Do you think if I drink bleach they will let me leave work?
Proposition. Sex. No words, no talking about it later. I just want you tonight.
I just fell off my chair and knocked over the table. People are staring. That hungover.
All is not lost. The bondage chair came with repair seals and glue. It's like the knewwwwwww this would happen.
putting weed in the twinkies box was possibly the best idea you've ever had
This should be a warning to men everywhere: do not send pictures of your erect penis to women you hardly know - they will add cats and send them to all of their friends.
Out of desperation, I used the leftover sauce from my goat masala as a mixer for vodka shots.
Tonights drinking will be celebratory and victorious. Picture the end of The Mighty Ducks set to beer.
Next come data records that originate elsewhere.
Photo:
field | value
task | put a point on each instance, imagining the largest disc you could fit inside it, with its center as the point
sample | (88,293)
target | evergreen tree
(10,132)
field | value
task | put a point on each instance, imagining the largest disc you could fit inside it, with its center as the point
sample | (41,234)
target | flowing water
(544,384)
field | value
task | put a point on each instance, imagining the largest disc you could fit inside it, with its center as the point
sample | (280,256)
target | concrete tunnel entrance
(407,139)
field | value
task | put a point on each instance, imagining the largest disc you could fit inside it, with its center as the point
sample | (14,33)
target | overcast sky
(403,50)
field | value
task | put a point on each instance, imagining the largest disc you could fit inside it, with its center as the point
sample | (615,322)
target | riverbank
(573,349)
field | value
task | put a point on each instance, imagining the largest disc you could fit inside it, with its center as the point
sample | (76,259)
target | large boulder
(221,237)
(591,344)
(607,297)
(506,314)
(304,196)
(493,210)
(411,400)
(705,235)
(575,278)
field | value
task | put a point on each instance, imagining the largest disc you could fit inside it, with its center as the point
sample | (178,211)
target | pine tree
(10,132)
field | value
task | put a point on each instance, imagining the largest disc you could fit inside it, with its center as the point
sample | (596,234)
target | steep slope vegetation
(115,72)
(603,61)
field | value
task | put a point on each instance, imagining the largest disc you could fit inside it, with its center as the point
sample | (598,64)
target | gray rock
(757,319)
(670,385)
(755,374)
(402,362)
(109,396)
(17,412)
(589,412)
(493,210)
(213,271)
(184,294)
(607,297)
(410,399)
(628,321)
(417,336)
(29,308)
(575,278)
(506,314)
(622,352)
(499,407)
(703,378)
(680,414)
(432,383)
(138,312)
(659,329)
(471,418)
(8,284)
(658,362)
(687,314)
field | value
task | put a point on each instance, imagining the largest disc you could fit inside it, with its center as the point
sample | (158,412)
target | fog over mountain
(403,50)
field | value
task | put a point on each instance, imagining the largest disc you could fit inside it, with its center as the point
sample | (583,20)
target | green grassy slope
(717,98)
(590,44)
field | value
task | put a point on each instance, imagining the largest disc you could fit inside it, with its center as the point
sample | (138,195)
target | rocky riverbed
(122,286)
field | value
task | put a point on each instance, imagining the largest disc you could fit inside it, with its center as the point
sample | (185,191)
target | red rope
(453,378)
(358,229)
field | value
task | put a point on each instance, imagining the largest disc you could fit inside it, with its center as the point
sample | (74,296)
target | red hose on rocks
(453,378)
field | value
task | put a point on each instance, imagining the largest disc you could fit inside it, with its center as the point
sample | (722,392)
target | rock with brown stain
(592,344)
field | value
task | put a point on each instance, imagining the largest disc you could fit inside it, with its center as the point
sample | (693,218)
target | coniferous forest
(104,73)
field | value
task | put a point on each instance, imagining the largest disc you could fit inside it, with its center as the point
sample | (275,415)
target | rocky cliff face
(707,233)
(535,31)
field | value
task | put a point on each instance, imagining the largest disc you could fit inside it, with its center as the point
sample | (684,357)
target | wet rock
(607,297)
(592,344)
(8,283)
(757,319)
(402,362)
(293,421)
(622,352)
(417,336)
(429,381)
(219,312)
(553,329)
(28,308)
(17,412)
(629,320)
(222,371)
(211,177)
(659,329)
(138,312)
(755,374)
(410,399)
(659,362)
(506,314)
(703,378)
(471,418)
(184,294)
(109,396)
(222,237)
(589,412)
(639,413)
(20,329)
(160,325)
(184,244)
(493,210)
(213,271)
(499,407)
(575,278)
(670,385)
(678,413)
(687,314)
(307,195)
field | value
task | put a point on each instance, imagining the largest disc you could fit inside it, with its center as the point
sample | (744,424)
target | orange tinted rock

Please tell me you're not home alone watching Glitter.
Can you see in?
In the future, could you not call me 'bro' while we're having sex?
I just almost caught my floor on fire, then decided I could put it out with my knuckles! So I'm doing good!
He struggled for a second trying to unhook my bra and I said "4/10. Novice."
I'm sorry about the fire. I was too fucked up to do science, apparently.
It smells like graded cheese and febreze in the family room what the hell have you been up to???
I'm sorry I get my lefts and rights confused because I'm dyslexic. But, it took you at least 15 minutes to figure out it wasn't your room OR YOUR HUSBAND.